The entire ordeal affected my view of people. It destroyed any trust I’d had in my parents, and it showed me who my real friends were.
In short, it made me very, very angry.
It wasn’t until college, when I had the culinary world at my feet and a gym around the corner, that I was able to push past everyone’s perceptions of me, what they wanted for me, and what I thought of their opinions of me. There were some months of fast food and snacking freshman year, but it didn’t take me long to start valuing a good breakfast, salads and vegetables, having protein to lift your energy during a sleepy afternoon, and other sound eating habits. I was able to lift weights to relieve stress between bouts of trying homework, and later I began the therapeutic practice of running.
To this day (I’m now 25), my aunts still ask me what my dress size is.

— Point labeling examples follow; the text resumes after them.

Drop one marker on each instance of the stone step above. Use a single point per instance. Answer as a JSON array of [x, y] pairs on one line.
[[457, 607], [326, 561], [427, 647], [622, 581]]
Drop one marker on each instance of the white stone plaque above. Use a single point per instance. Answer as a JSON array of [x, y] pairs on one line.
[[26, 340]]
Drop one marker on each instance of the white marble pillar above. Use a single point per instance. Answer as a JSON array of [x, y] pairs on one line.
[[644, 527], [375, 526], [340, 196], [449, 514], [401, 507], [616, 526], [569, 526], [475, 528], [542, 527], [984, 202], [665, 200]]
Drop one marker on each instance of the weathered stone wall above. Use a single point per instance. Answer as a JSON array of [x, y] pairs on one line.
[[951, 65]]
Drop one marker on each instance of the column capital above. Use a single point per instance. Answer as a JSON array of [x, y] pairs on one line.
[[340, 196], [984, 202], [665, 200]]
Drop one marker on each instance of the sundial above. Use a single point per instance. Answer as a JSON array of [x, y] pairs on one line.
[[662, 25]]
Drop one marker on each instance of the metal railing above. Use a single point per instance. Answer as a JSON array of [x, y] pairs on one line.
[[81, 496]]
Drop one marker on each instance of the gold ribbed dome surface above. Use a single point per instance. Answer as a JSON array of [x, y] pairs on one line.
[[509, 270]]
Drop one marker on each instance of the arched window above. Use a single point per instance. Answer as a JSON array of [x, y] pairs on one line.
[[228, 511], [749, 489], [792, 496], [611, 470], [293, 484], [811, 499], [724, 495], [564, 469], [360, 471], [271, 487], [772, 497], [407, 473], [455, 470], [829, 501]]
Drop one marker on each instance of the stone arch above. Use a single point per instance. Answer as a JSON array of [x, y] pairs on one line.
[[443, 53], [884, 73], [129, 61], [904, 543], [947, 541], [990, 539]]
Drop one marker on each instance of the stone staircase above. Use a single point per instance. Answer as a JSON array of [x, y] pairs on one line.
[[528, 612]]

Just to know. Not because they want to pass on hand-me-down clothing or anything. My parents sometimes balk at the amount of miles I run per week. And the boys who made cruel comments in high school often try to reconnect with me on Facebook, and are baffled why I claim not to remember them or simply want nothing to do with them. But none of that affects me any longer, because I’m an adult and my formative years in that respect are over. I made a choice to lead a different lifestyle so I could have more healthy years in front of me- without any of that condescension, judgment or baggage- to do whatever I want and surround myself with people who genuinely have my best interest at heart.
I can’t affect what you do or say to the little girls in your life, and I’m not here to preach, but just know that they are listening closely. Very closely.